For the past few months I've been having these dreams where my mom leaves me. Just up and leaves! Premise is always the same:
- she packs up and leaves without telling Z and I
- we scour the ends of the earth for her
- when we find her she denies having run away then sneaks away the next chance she gets
- she remarries some creepy guy
- she starts a new family
- she doesn't want to have anything to do with us anymore

Scenarios will be different but it's always the same plot some way or another. And I wake up horrified at the thought of losing her! Death becomes this major cloud looming over my head and I panic and cry. Losing my mom terrifies me. The idea of dying myself is also terrifying.

I missed my mom alot today because I had another one of those dreams last night, and thought about how I couldn't stand being away from her. When I was younger, I'd cling to her leg, curl up by her tummy in bed and listen to her pulse/heartbeat. Then I'd hear stories about how that was the only way I'd fall asleep as a baby - on her chest listening to her heartbeat. I'd always hold her hand in public. I'd hug her incessantly and tell her I loved her.

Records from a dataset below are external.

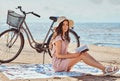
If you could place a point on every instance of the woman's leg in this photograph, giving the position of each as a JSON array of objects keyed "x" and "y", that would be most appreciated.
[{"x": 87, "y": 59}]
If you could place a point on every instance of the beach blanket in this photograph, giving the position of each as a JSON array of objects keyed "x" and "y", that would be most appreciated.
[{"x": 33, "y": 71}]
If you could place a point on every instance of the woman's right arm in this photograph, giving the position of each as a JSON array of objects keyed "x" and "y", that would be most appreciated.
[{"x": 58, "y": 45}]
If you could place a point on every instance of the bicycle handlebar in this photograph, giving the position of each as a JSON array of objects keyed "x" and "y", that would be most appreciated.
[{"x": 25, "y": 13}]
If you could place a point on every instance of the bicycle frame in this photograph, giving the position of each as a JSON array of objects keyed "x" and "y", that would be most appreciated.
[{"x": 30, "y": 36}]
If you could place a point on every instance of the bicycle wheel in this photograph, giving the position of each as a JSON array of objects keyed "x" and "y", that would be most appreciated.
[
  {"x": 74, "y": 42},
  {"x": 11, "y": 44}
]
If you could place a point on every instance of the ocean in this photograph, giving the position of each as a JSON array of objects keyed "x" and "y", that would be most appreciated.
[{"x": 100, "y": 34}]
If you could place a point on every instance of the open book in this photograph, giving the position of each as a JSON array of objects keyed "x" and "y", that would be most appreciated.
[{"x": 82, "y": 48}]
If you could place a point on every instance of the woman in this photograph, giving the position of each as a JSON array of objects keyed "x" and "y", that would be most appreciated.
[{"x": 63, "y": 60}]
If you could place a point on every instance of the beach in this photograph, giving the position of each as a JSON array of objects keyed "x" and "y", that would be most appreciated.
[{"x": 105, "y": 55}]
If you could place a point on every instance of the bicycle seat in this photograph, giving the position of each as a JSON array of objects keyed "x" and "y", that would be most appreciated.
[{"x": 53, "y": 18}]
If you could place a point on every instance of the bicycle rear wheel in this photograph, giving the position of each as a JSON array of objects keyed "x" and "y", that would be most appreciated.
[
  {"x": 11, "y": 44},
  {"x": 74, "y": 42}
]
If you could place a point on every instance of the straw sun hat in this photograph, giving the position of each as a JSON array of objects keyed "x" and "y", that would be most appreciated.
[{"x": 61, "y": 19}]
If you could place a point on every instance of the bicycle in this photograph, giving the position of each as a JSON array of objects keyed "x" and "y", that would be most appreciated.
[{"x": 12, "y": 39}]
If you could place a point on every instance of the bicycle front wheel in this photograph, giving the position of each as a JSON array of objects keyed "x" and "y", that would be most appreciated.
[
  {"x": 74, "y": 42},
  {"x": 11, "y": 44}
]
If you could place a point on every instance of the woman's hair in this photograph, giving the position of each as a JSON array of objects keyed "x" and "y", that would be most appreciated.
[{"x": 59, "y": 31}]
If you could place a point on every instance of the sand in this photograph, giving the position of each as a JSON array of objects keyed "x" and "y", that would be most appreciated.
[{"x": 105, "y": 55}]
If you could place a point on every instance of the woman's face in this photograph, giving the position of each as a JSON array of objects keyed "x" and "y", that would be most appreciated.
[{"x": 65, "y": 26}]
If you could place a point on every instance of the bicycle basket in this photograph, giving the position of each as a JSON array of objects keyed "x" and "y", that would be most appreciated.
[{"x": 14, "y": 19}]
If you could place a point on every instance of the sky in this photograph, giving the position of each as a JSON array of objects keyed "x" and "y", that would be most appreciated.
[{"x": 78, "y": 10}]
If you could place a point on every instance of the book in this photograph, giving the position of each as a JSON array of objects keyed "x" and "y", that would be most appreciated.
[{"x": 82, "y": 48}]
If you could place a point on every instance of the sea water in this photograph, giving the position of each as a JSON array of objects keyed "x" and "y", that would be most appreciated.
[{"x": 101, "y": 34}]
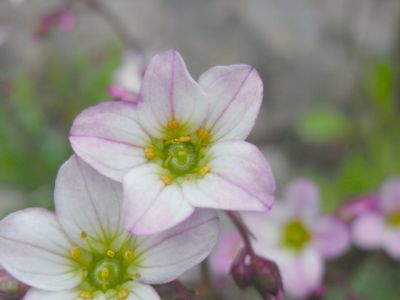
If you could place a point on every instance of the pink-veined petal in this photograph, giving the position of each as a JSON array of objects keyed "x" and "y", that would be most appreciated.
[
  {"x": 330, "y": 236},
  {"x": 36, "y": 294},
  {"x": 139, "y": 291},
  {"x": 302, "y": 198},
  {"x": 87, "y": 201},
  {"x": 167, "y": 255},
  {"x": 390, "y": 195},
  {"x": 240, "y": 179},
  {"x": 35, "y": 250},
  {"x": 235, "y": 94},
  {"x": 302, "y": 273},
  {"x": 368, "y": 230},
  {"x": 150, "y": 206},
  {"x": 169, "y": 93},
  {"x": 391, "y": 242},
  {"x": 109, "y": 138}
]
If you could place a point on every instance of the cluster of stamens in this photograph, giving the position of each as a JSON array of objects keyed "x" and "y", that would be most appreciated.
[
  {"x": 295, "y": 235},
  {"x": 181, "y": 155},
  {"x": 105, "y": 271}
]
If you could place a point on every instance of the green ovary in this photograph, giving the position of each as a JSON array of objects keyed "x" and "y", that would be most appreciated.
[
  {"x": 295, "y": 235},
  {"x": 106, "y": 273},
  {"x": 180, "y": 158}
]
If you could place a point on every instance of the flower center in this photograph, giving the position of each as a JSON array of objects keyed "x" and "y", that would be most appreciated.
[
  {"x": 393, "y": 220},
  {"x": 180, "y": 158},
  {"x": 295, "y": 235},
  {"x": 106, "y": 273}
]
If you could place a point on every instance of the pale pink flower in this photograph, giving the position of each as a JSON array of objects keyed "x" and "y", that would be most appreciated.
[
  {"x": 82, "y": 250},
  {"x": 380, "y": 229},
  {"x": 298, "y": 238},
  {"x": 181, "y": 146}
]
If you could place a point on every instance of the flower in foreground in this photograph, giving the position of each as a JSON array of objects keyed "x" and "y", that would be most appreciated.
[
  {"x": 82, "y": 250},
  {"x": 181, "y": 146},
  {"x": 380, "y": 228},
  {"x": 298, "y": 238}
]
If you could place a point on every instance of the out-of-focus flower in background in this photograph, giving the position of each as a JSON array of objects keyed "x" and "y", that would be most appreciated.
[
  {"x": 380, "y": 228},
  {"x": 182, "y": 146},
  {"x": 298, "y": 238},
  {"x": 82, "y": 251}
]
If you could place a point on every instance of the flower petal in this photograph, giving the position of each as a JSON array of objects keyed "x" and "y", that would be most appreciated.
[
  {"x": 35, "y": 250},
  {"x": 302, "y": 274},
  {"x": 141, "y": 291},
  {"x": 302, "y": 198},
  {"x": 87, "y": 201},
  {"x": 331, "y": 237},
  {"x": 150, "y": 206},
  {"x": 368, "y": 231},
  {"x": 240, "y": 179},
  {"x": 235, "y": 93},
  {"x": 108, "y": 137},
  {"x": 169, "y": 93},
  {"x": 36, "y": 294},
  {"x": 391, "y": 242},
  {"x": 390, "y": 195},
  {"x": 167, "y": 255}
]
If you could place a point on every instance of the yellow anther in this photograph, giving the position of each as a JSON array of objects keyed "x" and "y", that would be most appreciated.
[
  {"x": 136, "y": 276},
  {"x": 128, "y": 255},
  {"x": 105, "y": 273},
  {"x": 173, "y": 124},
  {"x": 122, "y": 294},
  {"x": 203, "y": 170},
  {"x": 166, "y": 179},
  {"x": 149, "y": 152},
  {"x": 86, "y": 295},
  {"x": 76, "y": 252},
  {"x": 202, "y": 134}
]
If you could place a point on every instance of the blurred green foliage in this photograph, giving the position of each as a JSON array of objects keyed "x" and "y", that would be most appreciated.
[
  {"x": 38, "y": 110},
  {"x": 365, "y": 139}
]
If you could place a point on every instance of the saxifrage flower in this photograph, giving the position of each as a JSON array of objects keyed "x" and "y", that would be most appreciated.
[
  {"x": 380, "y": 228},
  {"x": 298, "y": 238},
  {"x": 83, "y": 252},
  {"x": 181, "y": 146}
]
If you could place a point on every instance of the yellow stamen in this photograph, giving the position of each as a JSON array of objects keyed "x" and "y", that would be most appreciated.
[
  {"x": 166, "y": 179},
  {"x": 203, "y": 170},
  {"x": 202, "y": 134},
  {"x": 86, "y": 295},
  {"x": 105, "y": 273},
  {"x": 149, "y": 152},
  {"x": 122, "y": 294},
  {"x": 173, "y": 124},
  {"x": 76, "y": 253},
  {"x": 128, "y": 255}
]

We'd build forts in the living room every Friday night and camp out there, with snacks and rented movies. We were this trio and were all each other had - still are, really.

Then Z and I grew up and it was uncool to do all that with mom anymore. And it made it harder to be affectionate. Our family is not really big on openly hugging and telling each other we love them. It's like a cultural thing. So now that we were older it made it harder to just pick us up and shower us with kisses and make us giggle.

I wanna go back to that, to be young again, sans souci. To be in an innocent bubble. A time when I called my mom "mommy". Goodness, I wouldn't know what I'd do if I lost her - when I lose her. It's weird looking at her now and seeing the lines on her face and the wrinkles on her hands. God, I used to hold her hands so much as a child and admire them - how pretty, smooth, and lily white they were. We found old albums of hers from when she was in her 20s. Boy was she pretty. I was watching her as she flipped through the pages and you should've seen her face light up! She said, "When I was younger I would always wish for time to speed up because I couldn't wait to grow up. Now I wish it would slow down."
We looked through our baby albums and mom's smile glowed! You could see her just traveling back in time in her head. Time is crazy. I wonder if she ever gets scared the way I do. She believes in Heaven so she might not be as scared. And if she were she'd never show it. Every so often I wonder what it would be like. I told my best friend, Karen, about how I've been so scared of dying and asked what they thought it would be like. "It will be nice in the afterlife." She's spiritual as oppose to religious so she believes our spirits will turn into another energy and live on somehow. As for me, I broke away from my Catholic upbringing. And that's why I'm scared because I don't really know. It would be nice, though, if it were just like falling asleep and dreaming nice dreams, just very seamless and fluid.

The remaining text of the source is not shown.